¿Por qué cenábamos?
Los cuentos infantiles de antes de ir a dormir.
Texto: Nahir Gutiérrez Foto: Asís G. Ayerbe
Me gusta hablar. Me gusta la gente. Me gusta hablar con la gente. No tengo claro qué figura retórica acabo de escribir, pero debe de ser alguna.
Soy así y seguramente por eso me dedico a lo que me dedico. A mis estudiantes de Master les digo siempre lo mismo: si no te gusta la gente, dedícate al macramé; o a los bolillos; o a la jardinería. Pero no a la Comunicación en general y a la editorial en particular.
Y esto viene a que me he dado cuenta que, desde que escribo esta columna, me gusta sentirme como si fuera el mismísimo Larry King y decirle a la gente “ah, a esto que me cuentas le voy a dedicar una columna”, como Larry diría, seguramente, “te voy a invitar a mi programa”.
De modo que voy anotando temas que se me ocurren hablando con gente y debo de estar en deuda ya con la mitad de la población porque lo que pasa es que a veces salen y a veces no. No cuajan. Por lo que sea.
Una de esas promesas la hice en la cena del Premio Planeta y está por cumplirse en esta página. Tarde, pero cumplo. Así que, acreedores: no desesperen.
El sujeto de conversación (y el sujeto a secas) vino en forma de reflexión acerca de que, cuando se tienen niños —niños pequeños, se entiende, los hijos crecidos computan de otro modo y ya no puedes escribir “niños”, además— los padres responsables establecen unas rutinas por todos conocidas como bañarlos, hacerles la cena, leerles el cuento de buenas noches, despertarse cuando ellos se despiertan… Y el quid de la cuestión resultó ser la cena. En un giro totalmente inesperado de la conversación, el sujeto exclamó de pronto, entre la desesperación y
el asombro más genuino, interpelándose a sí mismo como quien se acaba de tener una revelación, “pero ¡¿por qué cenábamos?!”. Debo decir que todos en aquella mesa, padres o no, lo captamos al instante. Lo explico por si alguien no lo pilla con la misma naturalidad, básicamente porque no estaba en aquella mesa y algún contexto puede faltarle. En realidad, es muy sencillo. Cuando tienes niños, hay una serie de
cosas que no te queda otro remedio que hacer. Y una de ellas es la cena. Mientras que, cuando se vive de a dos, lo de cenar es arbitrario, puede convertirse en cualquier cosa y adoptar infinidad de formas, que van desde el ayuno absoluto generado por la pereza más infame, a coger la puerta y cenar de pie en el primer kebab de la esquina. Cuando tienes criaturas, ninguna de esas formas es aceptable simplemente porque no es posible: el hambre de una criatura, sea bebé de teta o bípedo desde hace un año, no atiende a razones, no es algo contra lo que puedas alegar nada. De ahí la corriente de comprensión profundamente empática que recorrió la mesa en dirección al sujeto que se acababa de caer del caballo.
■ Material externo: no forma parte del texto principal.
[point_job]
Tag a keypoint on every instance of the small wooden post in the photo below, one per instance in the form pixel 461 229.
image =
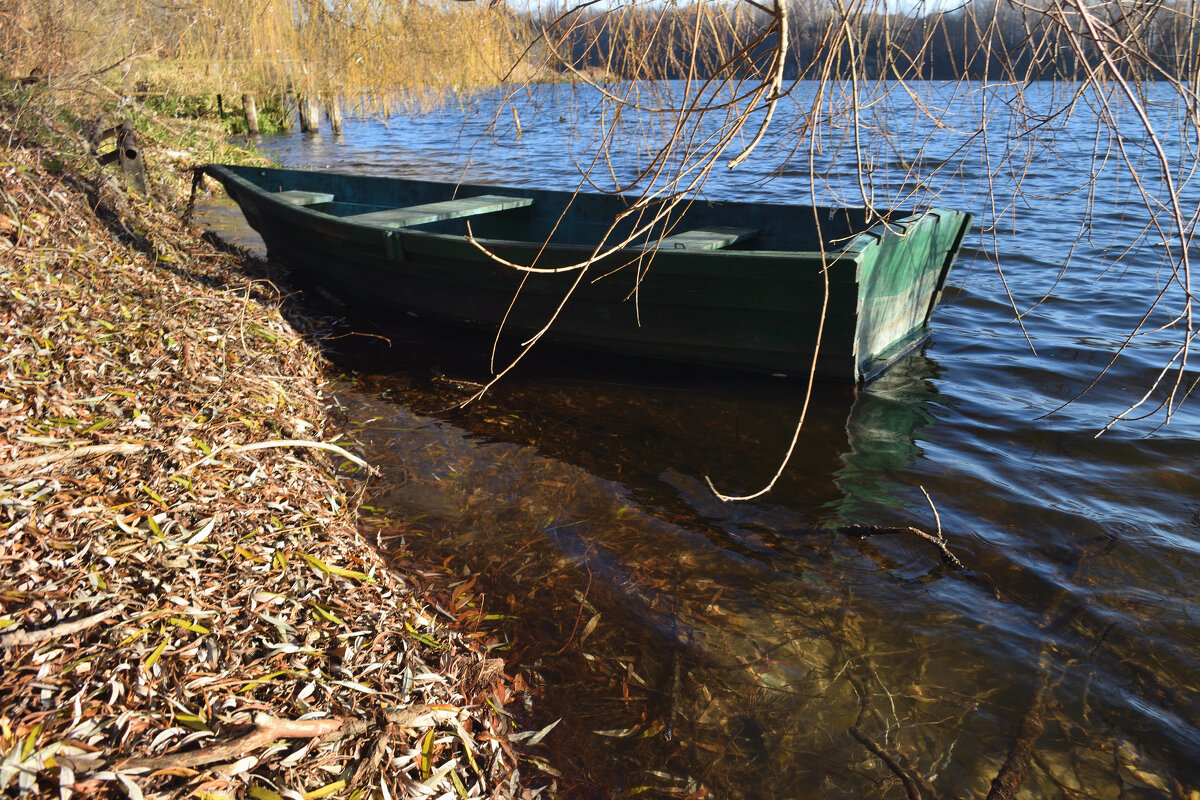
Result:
pixel 127 154
pixel 251 110
pixel 289 103
pixel 334 109
pixel 310 114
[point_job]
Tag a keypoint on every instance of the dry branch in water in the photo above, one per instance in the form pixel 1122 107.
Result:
pixel 148 608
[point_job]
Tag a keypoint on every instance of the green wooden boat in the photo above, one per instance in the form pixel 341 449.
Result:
pixel 726 284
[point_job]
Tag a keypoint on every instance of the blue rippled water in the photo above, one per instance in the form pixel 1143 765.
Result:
pixel 767 649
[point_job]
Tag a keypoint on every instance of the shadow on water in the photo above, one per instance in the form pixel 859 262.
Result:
pixel 768 649
pixel 688 644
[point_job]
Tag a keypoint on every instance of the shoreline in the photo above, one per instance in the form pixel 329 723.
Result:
pixel 187 603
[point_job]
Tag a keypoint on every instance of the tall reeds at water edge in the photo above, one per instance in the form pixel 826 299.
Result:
pixel 371 54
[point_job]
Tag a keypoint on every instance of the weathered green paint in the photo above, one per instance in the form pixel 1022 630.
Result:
pixel 749 298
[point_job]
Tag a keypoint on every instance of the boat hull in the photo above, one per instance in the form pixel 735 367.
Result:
pixel 845 311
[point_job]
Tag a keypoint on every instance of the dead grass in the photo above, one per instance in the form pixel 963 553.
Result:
pixel 186 605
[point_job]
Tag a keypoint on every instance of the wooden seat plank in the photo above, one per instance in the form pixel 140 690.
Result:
pixel 295 197
pixel 714 238
pixel 420 215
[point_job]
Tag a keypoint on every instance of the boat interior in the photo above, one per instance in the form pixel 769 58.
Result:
pixel 564 218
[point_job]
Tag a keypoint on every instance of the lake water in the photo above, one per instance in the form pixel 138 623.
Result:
pixel 804 644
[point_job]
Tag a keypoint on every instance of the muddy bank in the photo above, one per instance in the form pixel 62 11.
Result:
pixel 187 605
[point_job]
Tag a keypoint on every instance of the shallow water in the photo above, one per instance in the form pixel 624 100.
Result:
pixel 807 643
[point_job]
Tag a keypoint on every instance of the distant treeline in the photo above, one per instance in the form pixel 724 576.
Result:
pixel 983 38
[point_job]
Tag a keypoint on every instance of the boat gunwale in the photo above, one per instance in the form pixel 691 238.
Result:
pixel 855 246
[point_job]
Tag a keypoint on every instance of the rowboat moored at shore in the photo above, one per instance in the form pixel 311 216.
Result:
pixel 745 286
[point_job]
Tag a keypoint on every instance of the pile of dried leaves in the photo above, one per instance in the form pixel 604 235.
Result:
pixel 186 606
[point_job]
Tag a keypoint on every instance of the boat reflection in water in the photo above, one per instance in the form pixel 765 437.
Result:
pixel 684 641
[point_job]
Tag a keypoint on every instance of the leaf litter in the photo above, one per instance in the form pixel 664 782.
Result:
pixel 187 607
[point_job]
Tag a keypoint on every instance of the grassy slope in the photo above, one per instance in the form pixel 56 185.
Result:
pixel 172 601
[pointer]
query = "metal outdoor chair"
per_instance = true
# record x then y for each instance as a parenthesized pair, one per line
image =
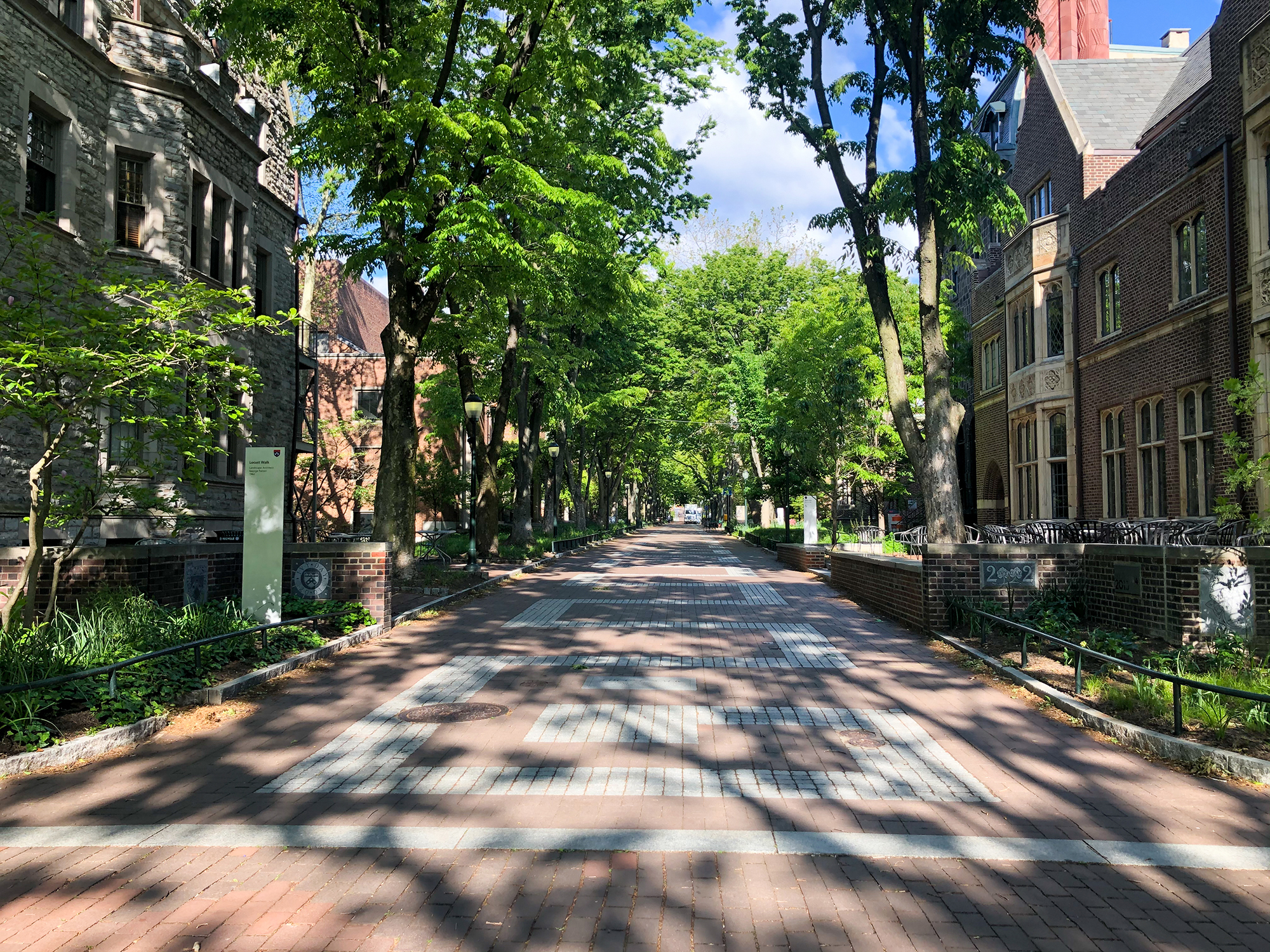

Pasado aquel momento que transitó de la epifanía a la simpatía colectiva, la charla derivó en lo que acaba derivando siempre en el entorno
de una: los libros. En concreto, los cuentos infantiles. Esa otra rutina más amable, sin duda, que es leer el cuento nocturno, cambiando de voz con cada personaje, rugiendo si es necesario y aflautando la voz cuando corresponde, avanzando el texto con el rabillo del ojo para no perder la entonación y el ritmo al cambiar de página, suspendiendo las pausas dramáticas, y estando dispuestos a repetir el mismo relato noche
tras noche porque la gente menuda tiene su lista de reproducción literaria grabada a fuego en su menudo disco duro y son implacables con sus top ten, para los que exigen fidelidad absoluta al texto y a su lectura en voz alta, al fondo y a la forma.
Así que desde aquí le digo a aquel sujeto y a todos los padres y madres recientes, que no importa porqué cenaron cuando ni siquiera hacía falta, quizá ahí empezó todo sin que se dieran cuenta, como pasa siempre con las cosas importantes, que rozan la inconsciencia. Lo importante siempre será ese cuento de buenas noches y no cómo hemos llegado hasta allí.